Transformers for Motion Planning
ALOHA stands for A Low-cost Open-source Hardware System for Bimanual Teleoperation, developed and published by researchers at Stanford University. In this project, Stanford researchers demonstrated the ability to utilize Transformer Neural Networks for robotic motion planning.
Action Chunking with Transformers
Action Chunking with Transformers (ACT) trains a transformer encoder (separate from the transformer encoder used to create the key/value dictionary) to output what they describe as a style variable. I think of it as a sort of grade of the human demonstration. Consider that a human performing a task may do it slightly differently each time, pausing at different moments or perhaps moving the arms along different paths when the exact route is not critical to the task. This makes the training data seem stochastic, and the algorithm must learn to ignore differences in training demonstrations that don’t really matter. The Stanford ALOHA researchers found this technique to be crucial for training a robot skill by imitating human examples. The style variable is regularized to approximate a diagonal gaussian probability distribution, thereby creating the requisite bottleneck. An ideal demonstration should achieve a grade of zero, exactly at the mean of the gaussian bell curve shape. During inference at test time, the style variable is set to a constant zero value. That lets the network know to deterministically output the most ideal action sequence that it knows how to produce.
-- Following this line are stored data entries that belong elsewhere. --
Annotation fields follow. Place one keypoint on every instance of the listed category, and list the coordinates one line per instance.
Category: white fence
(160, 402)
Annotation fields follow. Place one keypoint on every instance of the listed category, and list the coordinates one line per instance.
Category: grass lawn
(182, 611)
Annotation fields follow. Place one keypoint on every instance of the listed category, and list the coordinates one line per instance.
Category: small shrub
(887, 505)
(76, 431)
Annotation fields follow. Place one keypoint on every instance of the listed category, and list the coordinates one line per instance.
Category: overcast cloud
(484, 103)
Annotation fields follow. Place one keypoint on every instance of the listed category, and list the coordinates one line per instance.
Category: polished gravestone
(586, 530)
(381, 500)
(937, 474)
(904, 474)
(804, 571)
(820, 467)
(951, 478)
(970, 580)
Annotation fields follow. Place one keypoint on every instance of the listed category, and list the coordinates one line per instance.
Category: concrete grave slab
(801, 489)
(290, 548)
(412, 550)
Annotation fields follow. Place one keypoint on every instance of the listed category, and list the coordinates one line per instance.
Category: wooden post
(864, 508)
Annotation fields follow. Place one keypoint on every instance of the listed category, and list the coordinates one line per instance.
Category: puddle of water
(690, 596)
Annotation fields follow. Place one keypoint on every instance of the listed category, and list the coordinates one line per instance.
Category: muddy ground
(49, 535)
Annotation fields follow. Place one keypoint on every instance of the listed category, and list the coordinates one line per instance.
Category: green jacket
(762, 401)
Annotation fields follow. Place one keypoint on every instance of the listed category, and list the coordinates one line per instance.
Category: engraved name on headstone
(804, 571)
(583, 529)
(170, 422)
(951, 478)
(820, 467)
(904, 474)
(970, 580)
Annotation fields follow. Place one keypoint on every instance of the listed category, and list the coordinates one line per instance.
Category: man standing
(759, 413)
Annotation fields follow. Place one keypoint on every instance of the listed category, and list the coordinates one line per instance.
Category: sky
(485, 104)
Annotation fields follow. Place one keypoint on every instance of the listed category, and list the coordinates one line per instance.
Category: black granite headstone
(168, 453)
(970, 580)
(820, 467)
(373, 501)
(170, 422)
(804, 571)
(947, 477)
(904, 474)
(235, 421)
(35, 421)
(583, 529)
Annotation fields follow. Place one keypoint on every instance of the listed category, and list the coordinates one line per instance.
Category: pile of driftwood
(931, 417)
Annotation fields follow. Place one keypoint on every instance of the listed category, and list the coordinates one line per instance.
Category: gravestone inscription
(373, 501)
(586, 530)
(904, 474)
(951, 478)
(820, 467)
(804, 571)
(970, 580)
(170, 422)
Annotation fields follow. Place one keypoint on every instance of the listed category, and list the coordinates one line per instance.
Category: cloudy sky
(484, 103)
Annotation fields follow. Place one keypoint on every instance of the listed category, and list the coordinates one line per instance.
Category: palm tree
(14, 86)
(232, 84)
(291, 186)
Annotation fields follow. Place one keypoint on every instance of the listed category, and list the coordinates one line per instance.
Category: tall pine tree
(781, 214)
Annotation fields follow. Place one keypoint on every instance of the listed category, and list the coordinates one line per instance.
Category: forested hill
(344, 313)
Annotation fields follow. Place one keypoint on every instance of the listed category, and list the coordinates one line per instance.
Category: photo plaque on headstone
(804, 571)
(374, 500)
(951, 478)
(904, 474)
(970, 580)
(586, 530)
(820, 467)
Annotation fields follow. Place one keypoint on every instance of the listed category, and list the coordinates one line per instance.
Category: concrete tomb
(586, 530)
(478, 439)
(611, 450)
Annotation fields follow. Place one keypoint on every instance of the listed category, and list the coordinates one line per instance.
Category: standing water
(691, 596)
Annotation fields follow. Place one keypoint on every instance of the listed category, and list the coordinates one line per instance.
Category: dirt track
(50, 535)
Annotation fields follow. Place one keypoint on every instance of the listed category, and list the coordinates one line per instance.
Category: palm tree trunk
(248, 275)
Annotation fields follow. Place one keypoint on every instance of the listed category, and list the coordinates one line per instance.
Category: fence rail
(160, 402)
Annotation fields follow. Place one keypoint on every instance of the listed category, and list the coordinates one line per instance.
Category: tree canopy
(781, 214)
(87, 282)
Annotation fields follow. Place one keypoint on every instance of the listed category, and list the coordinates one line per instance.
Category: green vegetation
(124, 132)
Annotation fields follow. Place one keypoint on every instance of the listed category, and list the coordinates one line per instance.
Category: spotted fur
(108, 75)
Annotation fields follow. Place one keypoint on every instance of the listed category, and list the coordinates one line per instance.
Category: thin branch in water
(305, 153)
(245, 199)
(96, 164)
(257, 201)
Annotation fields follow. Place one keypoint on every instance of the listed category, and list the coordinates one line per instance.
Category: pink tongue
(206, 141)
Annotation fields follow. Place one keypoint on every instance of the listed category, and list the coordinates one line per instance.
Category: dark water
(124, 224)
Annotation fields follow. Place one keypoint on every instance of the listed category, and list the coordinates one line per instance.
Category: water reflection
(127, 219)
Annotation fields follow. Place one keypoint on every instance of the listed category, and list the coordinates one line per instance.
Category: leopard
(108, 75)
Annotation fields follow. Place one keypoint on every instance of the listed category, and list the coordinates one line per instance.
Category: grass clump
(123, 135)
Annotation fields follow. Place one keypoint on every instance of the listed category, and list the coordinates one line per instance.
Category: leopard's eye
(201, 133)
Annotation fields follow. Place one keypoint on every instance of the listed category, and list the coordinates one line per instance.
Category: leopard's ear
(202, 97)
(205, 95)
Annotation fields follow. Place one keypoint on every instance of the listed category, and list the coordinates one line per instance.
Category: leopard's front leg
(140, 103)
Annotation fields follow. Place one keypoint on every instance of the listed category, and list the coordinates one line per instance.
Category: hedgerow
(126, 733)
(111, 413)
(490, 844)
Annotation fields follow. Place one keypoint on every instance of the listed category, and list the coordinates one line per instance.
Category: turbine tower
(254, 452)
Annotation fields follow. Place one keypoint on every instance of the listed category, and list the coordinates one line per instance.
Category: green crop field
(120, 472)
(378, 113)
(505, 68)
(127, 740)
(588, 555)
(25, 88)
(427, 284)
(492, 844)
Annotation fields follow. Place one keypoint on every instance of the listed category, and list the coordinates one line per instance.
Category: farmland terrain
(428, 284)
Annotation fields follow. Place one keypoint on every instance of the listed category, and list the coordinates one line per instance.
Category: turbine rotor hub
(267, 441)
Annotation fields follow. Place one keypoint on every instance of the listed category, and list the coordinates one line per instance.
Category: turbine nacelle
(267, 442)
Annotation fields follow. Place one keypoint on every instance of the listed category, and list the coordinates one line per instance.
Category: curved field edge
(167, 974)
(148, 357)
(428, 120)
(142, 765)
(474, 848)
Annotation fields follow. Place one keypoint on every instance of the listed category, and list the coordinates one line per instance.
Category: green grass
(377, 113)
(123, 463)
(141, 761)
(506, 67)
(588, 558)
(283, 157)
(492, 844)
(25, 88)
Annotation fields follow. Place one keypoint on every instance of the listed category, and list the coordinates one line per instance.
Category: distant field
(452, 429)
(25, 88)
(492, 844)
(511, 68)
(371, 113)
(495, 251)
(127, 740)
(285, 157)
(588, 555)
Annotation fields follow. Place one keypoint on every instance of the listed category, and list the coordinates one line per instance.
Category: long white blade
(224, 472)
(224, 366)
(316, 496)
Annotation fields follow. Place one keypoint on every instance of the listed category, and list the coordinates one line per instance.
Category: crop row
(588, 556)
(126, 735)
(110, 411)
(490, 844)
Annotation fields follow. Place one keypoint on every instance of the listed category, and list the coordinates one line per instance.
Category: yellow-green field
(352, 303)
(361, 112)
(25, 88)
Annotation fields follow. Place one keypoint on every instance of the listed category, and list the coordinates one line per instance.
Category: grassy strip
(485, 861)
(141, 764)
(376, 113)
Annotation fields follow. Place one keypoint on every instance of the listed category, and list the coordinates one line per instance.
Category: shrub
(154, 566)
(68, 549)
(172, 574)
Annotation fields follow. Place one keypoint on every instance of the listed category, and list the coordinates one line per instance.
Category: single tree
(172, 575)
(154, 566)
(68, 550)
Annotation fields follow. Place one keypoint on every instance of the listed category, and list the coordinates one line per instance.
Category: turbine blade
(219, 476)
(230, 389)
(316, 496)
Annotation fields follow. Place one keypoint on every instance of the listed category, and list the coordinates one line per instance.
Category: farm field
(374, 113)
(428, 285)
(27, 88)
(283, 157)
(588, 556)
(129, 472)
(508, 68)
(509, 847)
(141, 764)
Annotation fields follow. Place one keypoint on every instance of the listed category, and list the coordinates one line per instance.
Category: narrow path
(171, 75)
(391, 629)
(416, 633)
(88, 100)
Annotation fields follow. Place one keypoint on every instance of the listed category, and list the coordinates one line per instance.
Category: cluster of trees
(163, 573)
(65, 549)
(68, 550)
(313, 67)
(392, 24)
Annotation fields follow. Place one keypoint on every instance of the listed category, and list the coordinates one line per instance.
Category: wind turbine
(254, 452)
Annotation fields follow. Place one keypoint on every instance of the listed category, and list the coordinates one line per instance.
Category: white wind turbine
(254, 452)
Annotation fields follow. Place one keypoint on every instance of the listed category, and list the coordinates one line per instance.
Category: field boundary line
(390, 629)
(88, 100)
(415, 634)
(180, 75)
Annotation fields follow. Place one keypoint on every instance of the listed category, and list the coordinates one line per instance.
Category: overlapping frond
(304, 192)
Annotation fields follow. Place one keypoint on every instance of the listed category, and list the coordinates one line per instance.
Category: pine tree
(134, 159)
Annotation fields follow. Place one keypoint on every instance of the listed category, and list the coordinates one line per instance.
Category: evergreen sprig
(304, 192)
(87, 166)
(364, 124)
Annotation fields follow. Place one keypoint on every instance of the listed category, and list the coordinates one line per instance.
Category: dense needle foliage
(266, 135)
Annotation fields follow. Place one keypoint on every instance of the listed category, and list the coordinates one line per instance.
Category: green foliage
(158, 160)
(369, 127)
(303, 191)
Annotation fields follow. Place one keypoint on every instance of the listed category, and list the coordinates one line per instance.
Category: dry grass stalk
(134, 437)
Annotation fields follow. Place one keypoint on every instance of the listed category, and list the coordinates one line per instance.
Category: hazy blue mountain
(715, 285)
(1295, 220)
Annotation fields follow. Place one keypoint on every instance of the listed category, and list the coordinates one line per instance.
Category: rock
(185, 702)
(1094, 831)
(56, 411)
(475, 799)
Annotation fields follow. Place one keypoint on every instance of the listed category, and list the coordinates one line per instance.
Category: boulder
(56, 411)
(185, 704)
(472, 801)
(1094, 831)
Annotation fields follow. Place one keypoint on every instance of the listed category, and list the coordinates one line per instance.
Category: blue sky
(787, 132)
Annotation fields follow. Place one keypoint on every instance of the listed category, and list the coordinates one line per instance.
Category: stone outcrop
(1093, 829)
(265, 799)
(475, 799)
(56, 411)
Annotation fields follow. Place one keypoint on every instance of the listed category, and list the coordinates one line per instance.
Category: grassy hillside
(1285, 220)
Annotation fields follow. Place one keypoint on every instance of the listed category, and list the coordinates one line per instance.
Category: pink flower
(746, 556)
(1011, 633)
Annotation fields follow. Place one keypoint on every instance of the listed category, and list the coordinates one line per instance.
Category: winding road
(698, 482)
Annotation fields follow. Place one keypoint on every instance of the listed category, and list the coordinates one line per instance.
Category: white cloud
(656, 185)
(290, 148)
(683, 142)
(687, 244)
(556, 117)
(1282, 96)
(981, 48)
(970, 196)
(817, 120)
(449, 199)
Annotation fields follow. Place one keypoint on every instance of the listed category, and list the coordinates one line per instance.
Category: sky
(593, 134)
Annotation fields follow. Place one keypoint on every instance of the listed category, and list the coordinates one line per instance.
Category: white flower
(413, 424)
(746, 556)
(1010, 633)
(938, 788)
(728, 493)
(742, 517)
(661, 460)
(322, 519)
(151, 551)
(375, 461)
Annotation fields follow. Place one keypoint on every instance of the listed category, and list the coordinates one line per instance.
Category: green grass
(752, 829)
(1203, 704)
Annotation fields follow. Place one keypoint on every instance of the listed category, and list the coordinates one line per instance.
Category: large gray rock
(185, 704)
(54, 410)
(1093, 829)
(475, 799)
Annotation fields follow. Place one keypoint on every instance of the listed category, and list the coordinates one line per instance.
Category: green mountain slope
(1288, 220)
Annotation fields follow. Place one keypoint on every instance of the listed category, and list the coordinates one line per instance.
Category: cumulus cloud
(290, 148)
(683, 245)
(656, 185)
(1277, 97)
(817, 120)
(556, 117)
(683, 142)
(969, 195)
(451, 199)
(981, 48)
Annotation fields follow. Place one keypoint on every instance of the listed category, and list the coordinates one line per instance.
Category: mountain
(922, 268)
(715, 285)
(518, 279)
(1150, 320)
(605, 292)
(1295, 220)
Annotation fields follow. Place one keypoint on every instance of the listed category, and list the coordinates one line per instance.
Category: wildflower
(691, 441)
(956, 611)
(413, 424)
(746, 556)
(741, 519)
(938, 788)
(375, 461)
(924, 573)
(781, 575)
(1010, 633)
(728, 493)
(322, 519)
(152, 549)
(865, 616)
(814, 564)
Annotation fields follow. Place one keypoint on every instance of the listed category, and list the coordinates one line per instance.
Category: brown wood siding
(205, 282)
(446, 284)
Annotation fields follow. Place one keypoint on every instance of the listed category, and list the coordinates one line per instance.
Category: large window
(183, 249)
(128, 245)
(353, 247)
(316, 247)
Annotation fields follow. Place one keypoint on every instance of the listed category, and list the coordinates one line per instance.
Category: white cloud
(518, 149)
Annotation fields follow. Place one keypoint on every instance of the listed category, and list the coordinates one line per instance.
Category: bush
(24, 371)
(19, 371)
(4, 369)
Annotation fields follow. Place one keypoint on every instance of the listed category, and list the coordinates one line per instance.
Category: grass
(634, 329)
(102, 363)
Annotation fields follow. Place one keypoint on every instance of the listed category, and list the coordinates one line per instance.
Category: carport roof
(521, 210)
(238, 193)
The above diagram shows how we utilize cameras to feed data to the neural network. If we use the example of the encoder and decoders used for translation above, in robotics we are taking a slice of video data from a set of human teleoperation examples, encoding that data in context, and then using the decoder to “translate” the visual information into a prediction of the next set of motor control signals needed to drive the output actions. So for example “see a fastener like a screw” and translate that to take the action to “move the screwdriver towards the screw” because that is the action the neural network has learned from observing the human worker in a similar situation.
How we are using Transformer Neural Networks
At Rose City Robotics, we have a working prototype based on the open-source Stanford robot ALOHA parts list and assembly tutorial we call RoZero Bot (RoZe).
With RoZe, a human operator teleoperates two robotic arms and gripper end effectors to perform a task. RoZe is equipped with three onboard cameras, one on each wrist and one on the main body as well as a laptop which together capture motion and joint data. With a dataset of 50-100 examples, we can train a Transformer Neural Network to perform a task autonomously with up to 90% accuracy.